Here, \(y(t)\) is the state of the system at time \(t\), and \(f\) is a neural network with parameters \(p\). The neural network is trained to predict the derivative of the state, and the ODE solver is used to integrate the state forward in time, and to calculate gradients of the loss function with respect to the parameters of the neural network.

In this example, we will duplicate the weather prediction example from the excellent blog post by Sebastian Callh, but instead using DiffSol as the solver. We'll skip over some of the details, but you can read more details about the problem setup in the original blog post, and see the full code in the DiffSol repository.

First we'll need a neural network model, and we'll use Equinox and JAX for this. We'll define a simple neural network with 3 layers like so

class NeuralNetwork(eqx.Module):
    layers: list

    def __init__(self, data_dim, key):
        key1, key2, key3 = jax.random.split(key, 3)
        self.layers = [
            eqx.nn.Linear(data_dim, 64, key=key1),
            eqx.nn.Linear(64, 32, key=key2),
            eqx.nn.Linear(32, data_dim, key=key3),
        ]

    def __call__(self, x):
        x = jax.nn.silu(self.layers[0](x))  # Swish = SiLU
        x = jax.nn.silu(self.layers[1](x))
        x = self.layers[2](x)
        return x

We will then create four JAX functions that will allow us to calculate:

  • the rhs function \(f(y, p)\) of the Neural ODE, where \(y\) is the state of the system and \(p\) are the parameters.
  • the Jacobian-vector product of the rhs function with respect to the state \(y\).
  • the negative vector-Jacobian product of the rhs function with respect to the state \(y\).
  • the negative vector-Jacobian product of the rhs function with respect to the parameters \(p\).

We will need all four of these to define the ODE problem and to solve it using DiffSol.

key = jax.random.PRNGKey(0)
model = NeuralNetwork(data_dim=data_dim, key=key)
y = jnp.zeros((data_dim,))
v = jnp.zeros((data_dim,))
params, static = eqx.partition(model, eqx.is_array)
p, unravel_params = ravel_pytree(params)


def rhs(p, y):
    params = unravel_params(p)
    model = eqx.combine(params, static)
    return model(y)


def rhs_jac_mul(p, y, v):
    return jax.jvp(ft.partial(rhs, p), (y,), (v,))[1]


def rhs_jac_transpose_mul(p, y, v):
    return -jax.vjp(ft.partial(rhs, p), y)[1](v)[0]


def rhs_sens_transpose_mul(p, y, v):
    return -jax.vjp(ft.partial(rhs, y=y), p)[1](v)[0]

Finally, we can export all four of these JAX functions to ONNX, which will allow us to use them within rust.

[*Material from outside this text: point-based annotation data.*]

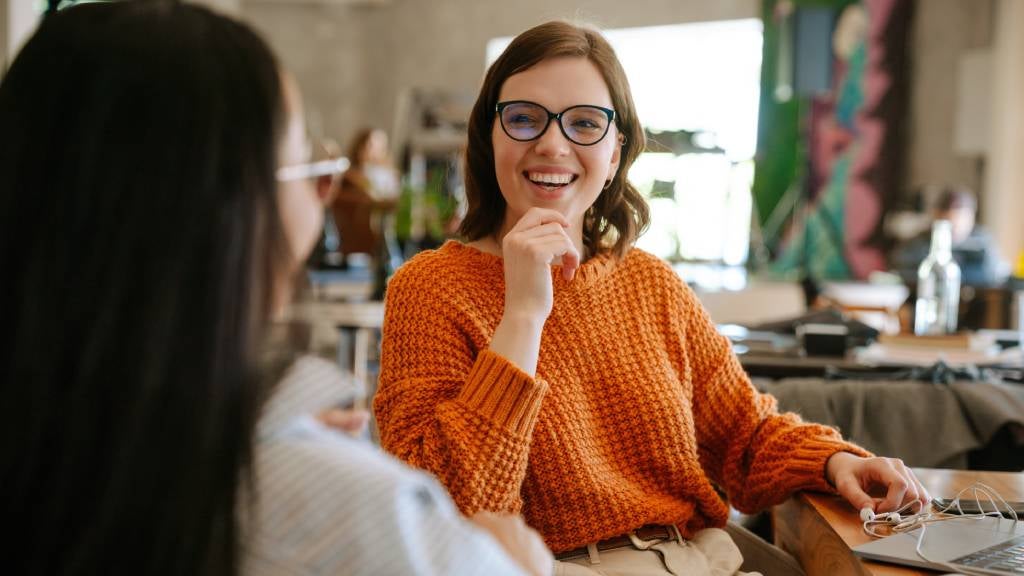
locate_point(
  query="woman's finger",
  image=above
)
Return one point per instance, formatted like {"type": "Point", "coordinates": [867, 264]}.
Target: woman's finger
{"type": "Point", "coordinates": [895, 483]}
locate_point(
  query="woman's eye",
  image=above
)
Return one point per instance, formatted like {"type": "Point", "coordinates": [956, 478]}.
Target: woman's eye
{"type": "Point", "coordinates": [521, 119]}
{"type": "Point", "coordinates": [586, 125]}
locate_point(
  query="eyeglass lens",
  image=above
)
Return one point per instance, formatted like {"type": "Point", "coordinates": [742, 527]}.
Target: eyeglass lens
{"type": "Point", "coordinates": [581, 124]}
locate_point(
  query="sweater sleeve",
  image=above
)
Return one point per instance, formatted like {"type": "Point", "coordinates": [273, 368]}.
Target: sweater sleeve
{"type": "Point", "coordinates": [758, 455]}
{"type": "Point", "coordinates": [463, 414]}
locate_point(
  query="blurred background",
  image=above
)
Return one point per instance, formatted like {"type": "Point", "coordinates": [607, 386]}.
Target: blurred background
{"type": "Point", "coordinates": [788, 140]}
{"type": "Point", "coordinates": [799, 153]}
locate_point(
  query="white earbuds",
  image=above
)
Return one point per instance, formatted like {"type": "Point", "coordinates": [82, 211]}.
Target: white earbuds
{"type": "Point", "coordinates": [867, 515]}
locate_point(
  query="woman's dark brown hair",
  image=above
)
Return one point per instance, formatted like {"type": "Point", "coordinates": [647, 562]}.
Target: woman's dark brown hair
{"type": "Point", "coordinates": [620, 214]}
{"type": "Point", "coordinates": [140, 231]}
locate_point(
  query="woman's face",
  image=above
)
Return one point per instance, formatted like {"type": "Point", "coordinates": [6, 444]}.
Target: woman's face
{"type": "Point", "coordinates": [552, 171]}
{"type": "Point", "coordinates": [299, 202]}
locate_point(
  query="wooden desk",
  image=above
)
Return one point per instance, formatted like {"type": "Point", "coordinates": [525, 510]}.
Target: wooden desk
{"type": "Point", "coordinates": [819, 530]}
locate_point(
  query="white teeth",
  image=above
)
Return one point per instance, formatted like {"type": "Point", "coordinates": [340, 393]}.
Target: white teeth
{"type": "Point", "coordinates": [542, 177]}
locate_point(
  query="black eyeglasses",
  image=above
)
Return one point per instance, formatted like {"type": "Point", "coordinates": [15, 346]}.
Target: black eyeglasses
{"type": "Point", "coordinates": [524, 121]}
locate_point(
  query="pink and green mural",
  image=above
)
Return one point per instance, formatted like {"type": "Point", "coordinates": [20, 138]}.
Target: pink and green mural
{"type": "Point", "coordinates": [830, 150]}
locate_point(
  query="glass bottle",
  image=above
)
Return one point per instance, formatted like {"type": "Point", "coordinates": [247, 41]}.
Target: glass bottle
{"type": "Point", "coordinates": [938, 285]}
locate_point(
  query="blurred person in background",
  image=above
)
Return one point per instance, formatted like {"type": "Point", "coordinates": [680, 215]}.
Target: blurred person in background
{"type": "Point", "coordinates": [154, 214]}
{"type": "Point", "coordinates": [366, 194]}
{"type": "Point", "coordinates": [974, 248]}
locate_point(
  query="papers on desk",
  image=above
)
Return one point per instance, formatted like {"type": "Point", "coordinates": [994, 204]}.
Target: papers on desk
{"type": "Point", "coordinates": [954, 351]}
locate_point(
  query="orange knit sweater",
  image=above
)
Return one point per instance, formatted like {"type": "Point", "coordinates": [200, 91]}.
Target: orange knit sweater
{"type": "Point", "coordinates": [639, 408]}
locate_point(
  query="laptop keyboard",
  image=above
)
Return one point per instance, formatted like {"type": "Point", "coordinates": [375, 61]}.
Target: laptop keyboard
{"type": "Point", "coordinates": [1006, 557]}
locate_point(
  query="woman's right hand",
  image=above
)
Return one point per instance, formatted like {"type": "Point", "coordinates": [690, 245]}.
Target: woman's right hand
{"type": "Point", "coordinates": [528, 249]}
{"type": "Point", "coordinates": [537, 241]}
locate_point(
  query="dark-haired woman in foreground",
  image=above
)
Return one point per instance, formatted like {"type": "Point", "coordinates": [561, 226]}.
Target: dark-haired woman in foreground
{"type": "Point", "coordinates": [153, 217]}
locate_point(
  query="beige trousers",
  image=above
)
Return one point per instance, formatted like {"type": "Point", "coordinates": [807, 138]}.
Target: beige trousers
{"type": "Point", "coordinates": [710, 552]}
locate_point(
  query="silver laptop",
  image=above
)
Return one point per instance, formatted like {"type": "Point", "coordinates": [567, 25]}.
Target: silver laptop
{"type": "Point", "coordinates": [981, 546]}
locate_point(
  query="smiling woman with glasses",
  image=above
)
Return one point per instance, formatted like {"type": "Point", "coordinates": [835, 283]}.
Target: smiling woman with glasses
{"type": "Point", "coordinates": [546, 365]}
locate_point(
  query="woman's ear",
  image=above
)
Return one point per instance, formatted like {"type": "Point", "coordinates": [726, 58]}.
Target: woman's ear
{"type": "Point", "coordinates": [616, 154]}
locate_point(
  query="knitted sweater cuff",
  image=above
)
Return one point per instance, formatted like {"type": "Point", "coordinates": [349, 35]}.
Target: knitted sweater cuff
{"type": "Point", "coordinates": [500, 391]}
{"type": "Point", "coordinates": [807, 464]}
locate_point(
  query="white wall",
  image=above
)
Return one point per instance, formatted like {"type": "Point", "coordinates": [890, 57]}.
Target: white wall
{"type": "Point", "coordinates": [353, 60]}
{"type": "Point", "coordinates": [943, 30]}
{"type": "Point", "coordinates": [1004, 207]}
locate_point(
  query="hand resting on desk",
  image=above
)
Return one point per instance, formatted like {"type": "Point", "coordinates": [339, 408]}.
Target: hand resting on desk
{"type": "Point", "coordinates": [857, 479]}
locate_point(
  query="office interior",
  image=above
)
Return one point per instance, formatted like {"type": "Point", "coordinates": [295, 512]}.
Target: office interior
{"type": "Point", "coordinates": [794, 148]}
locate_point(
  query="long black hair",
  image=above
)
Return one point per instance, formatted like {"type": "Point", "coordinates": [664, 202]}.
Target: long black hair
{"type": "Point", "coordinates": [139, 236]}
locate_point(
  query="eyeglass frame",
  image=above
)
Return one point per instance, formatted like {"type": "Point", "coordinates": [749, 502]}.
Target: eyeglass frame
{"type": "Point", "coordinates": [311, 169]}
{"type": "Point", "coordinates": [553, 116]}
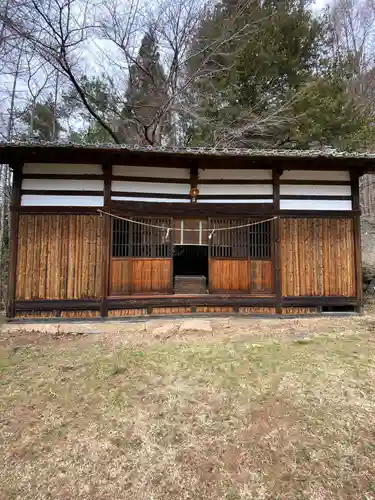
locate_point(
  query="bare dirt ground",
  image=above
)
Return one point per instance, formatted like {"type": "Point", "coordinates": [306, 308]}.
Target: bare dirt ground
{"type": "Point", "coordinates": [256, 409]}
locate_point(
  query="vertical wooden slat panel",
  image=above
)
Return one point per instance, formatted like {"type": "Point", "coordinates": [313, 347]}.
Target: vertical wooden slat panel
{"type": "Point", "coordinates": [44, 258]}
{"type": "Point", "coordinates": [320, 253]}
{"type": "Point", "coordinates": [58, 257]}
{"type": "Point", "coordinates": [21, 261]}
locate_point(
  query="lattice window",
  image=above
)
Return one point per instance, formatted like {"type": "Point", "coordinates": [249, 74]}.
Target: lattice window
{"type": "Point", "coordinates": [243, 242]}
{"type": "Point", "coordinates": [135, 240]}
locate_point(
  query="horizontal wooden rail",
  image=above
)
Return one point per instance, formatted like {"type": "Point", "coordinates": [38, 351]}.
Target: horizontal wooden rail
{"type": "Point", "coordinates": [173, 301]}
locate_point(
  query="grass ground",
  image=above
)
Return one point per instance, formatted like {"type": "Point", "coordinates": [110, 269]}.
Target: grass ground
{"type": "Point", "coordinates": [245, 414]}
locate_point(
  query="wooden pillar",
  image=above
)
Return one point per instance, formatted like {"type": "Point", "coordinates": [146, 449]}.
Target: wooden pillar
{"type": "Point", "coordinates": [107, 240]}
{"type": "Point", "coordinates": [14, 225]}
{"type": "Point", "coordinates": [276, 174]}
{"type": "Point", "coordinates": [357, 239]}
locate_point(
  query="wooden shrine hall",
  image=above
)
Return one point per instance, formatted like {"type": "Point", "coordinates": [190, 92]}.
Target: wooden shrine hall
{"type": "Point", "coordinates": [112, 231]}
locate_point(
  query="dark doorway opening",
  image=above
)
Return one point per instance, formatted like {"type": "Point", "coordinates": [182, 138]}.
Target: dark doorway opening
{"type": "Point", "coordinates": [190, 268]}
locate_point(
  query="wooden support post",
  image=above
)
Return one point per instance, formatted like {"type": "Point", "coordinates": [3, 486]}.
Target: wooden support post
{"type": "Point", "coordinates": [276, 174]}
{"type": "Point", "coordinates": [107, 240]}
{"type": "Point", "coordinates": [14, 224]}
{"type": "Point", "coordinates": [357, 240]}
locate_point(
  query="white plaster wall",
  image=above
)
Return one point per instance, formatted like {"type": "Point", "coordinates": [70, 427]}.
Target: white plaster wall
{"type": "Point", "coordinates": [61, 168]}
{"type": "Point", "coordinates": [151, 187]}
{"type": "Point", "coordinates": [315, 175]}
{"type": "Point", "coordinates": [61, 201]}
{"type": "Point", "coordinates": [315, 205]}
{"type": "Point", "coordinates": [309, 190]}
{"type": "Point", "coordinates": [152, 172]}
{"type": "Point", "coordinates": [245, 189]}
{"type": "Point", "coordinates": [63, 184]}
{"type": "Point", "coordinates": [226, 174]}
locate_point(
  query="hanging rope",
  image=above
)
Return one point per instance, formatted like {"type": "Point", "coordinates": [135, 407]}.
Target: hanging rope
{"type": "Point", "coordinates": [169, 229]}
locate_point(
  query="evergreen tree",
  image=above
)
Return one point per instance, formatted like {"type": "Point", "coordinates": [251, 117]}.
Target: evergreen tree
{"type": "Point", "coordinates": [145, 96]}
{"type": "Point", "coordinates": [42, 119]}
{"type": "Point", "coordinates": [279, 87]}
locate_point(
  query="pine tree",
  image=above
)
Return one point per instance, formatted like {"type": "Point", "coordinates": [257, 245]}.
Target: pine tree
{"type": "Point", "coordinates": [145, 96]}
{"type": "Point", "coordinates": [278, 87]}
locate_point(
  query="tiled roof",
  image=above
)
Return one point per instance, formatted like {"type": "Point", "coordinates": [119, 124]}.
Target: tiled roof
{"type": "Point", "coordinates": [201, 151]}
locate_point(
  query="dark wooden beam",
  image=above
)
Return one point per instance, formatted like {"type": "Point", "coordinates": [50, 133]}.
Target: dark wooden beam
{"type": "Point", "coordinates": [139, 208]}
{"type": "Point", "coordinates": [137, 302]}
{"type": "Point", "coordinates": [276, 225]}
{"type": "Point", "coordinates": [201, 209]}
{"type": "Point", "coordinates": [14, 225]}
{"type": "Point", "coordinates": [184, 159]}
{"type": "Point", "coordinates": [58, 305]}
{"type": "Point", "coordinates": [107, 239]}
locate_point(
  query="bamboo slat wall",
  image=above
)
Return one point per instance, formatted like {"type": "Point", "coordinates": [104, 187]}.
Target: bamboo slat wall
{"type": "Point", "coordinates": [59, 257]}
{"type": "Point", "coordinates": [317, 257]}
{"type": "Point", "coordinates": [241, 276]}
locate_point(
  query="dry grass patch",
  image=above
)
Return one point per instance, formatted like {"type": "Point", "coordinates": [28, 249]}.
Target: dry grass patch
{"type": "Point", "coordinates": [245, 415]}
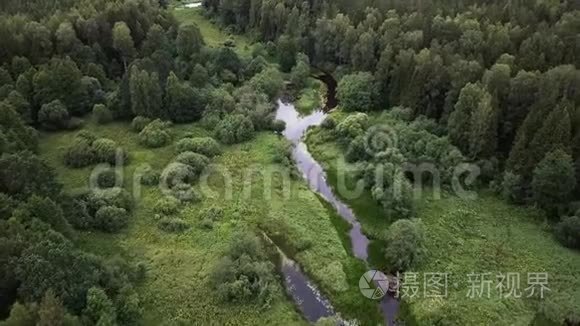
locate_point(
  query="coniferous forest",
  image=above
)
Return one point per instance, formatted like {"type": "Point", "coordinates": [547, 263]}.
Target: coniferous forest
{"type": "Point", "coordinates": [149, 174]}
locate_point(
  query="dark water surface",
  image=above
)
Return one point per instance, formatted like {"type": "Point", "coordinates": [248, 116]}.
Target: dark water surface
{"type": "Point", "coordinates": [313, 173]}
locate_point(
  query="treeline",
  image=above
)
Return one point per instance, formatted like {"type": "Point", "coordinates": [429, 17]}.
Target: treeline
{"type": "Point", "coordinates": [500, 78]}
{"type": "Point", "coordinates": [125, 60]}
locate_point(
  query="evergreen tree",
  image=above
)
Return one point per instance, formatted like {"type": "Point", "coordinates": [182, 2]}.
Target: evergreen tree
{"type": "Point", "coordinates": [553, 180]}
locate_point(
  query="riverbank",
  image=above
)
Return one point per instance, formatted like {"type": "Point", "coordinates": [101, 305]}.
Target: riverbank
{"type": "Point", "coordinates": [469, 236]}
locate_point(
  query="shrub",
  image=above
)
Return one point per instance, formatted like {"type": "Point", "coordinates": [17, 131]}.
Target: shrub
{"type": "Point", "coordinates": [139, 123]}
{"type": "Point", "coordinates": [405, 241]}
{"type": "Point", "coordinates": [278, 126]}
{"type": "Point", "coordinates": [79, 154]}
{"type": "Point", "coordinates": [213, 213]}
{"type": "Point", "coordinates": [109, 197]}
{"type": "Point", "coordinates": [172, 225]}
{"type": "Point", "coordinates": [150, 177]}
{"type": "Point", "coordinates": [203, 145]}
{"type": "Point", "coordinates": [185, 193]}
{"type": "Point", "coordinates": [176, 173]}
{"type": "Point", "coordinates": [245, 274]}
{"type": "Point", "coordinates": [568, 232]}
{"type": "Point", "coordinates": [356, 92]}
{"type": "Point", "coordinates": [328, 123]}
{"type": "Point", "coordinates": [155, 134]}
{"type": "Point", "coordinates": [53, 116]}
{"type": "Point", "coordinates": [107, 178]}
{"type": "Point", "coordinates": [554, 180]}
{"type": "Point", "coordinates": [196, 162]}
{"type": "Point", "coordinates": [353, 126]}
{"type": "Point", "coordinates": [87, 135]}
{"type": "Point", "coordinates": [167, 206]}
{"type": "Point", "coordinates": [234, 129]}
{"type": "Point", "coordinates": [102, 114]}
{"type": "Point", "coordinates": [111, 218]}
{"type": "Point", "coordinates": [269, 82]}
{"type": "Point", "coordinates": [105, 150]}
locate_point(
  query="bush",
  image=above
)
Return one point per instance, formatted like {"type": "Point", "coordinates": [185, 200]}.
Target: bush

def to_onnx(model, inputs, filename):
    sig = [tf.TensorSpec(inpt[0].shape, inpt[0].dtype, name=inpt[1]) for inpt in inputs]
    inference_tf = jax2tf.convert(model, enable_xla=False)
    inference_tf = tf.function(inference_tf, autograph=False)
    inference_onnx = tf2onnx.convert.from_function(inference_tf, input_signature=sig)
    model_proto, _external_tensor_storage = inference_onnx
    with open(filename, "wb") as f:
        f.write(model_proto.SerializeToString())
    return model_proto

Within rust now, we can define a DiffSol system of equations by creating a struct NeuralOde. We'll use the ort crate and the ONNX Runtime to load the ONNX models that we made in Python.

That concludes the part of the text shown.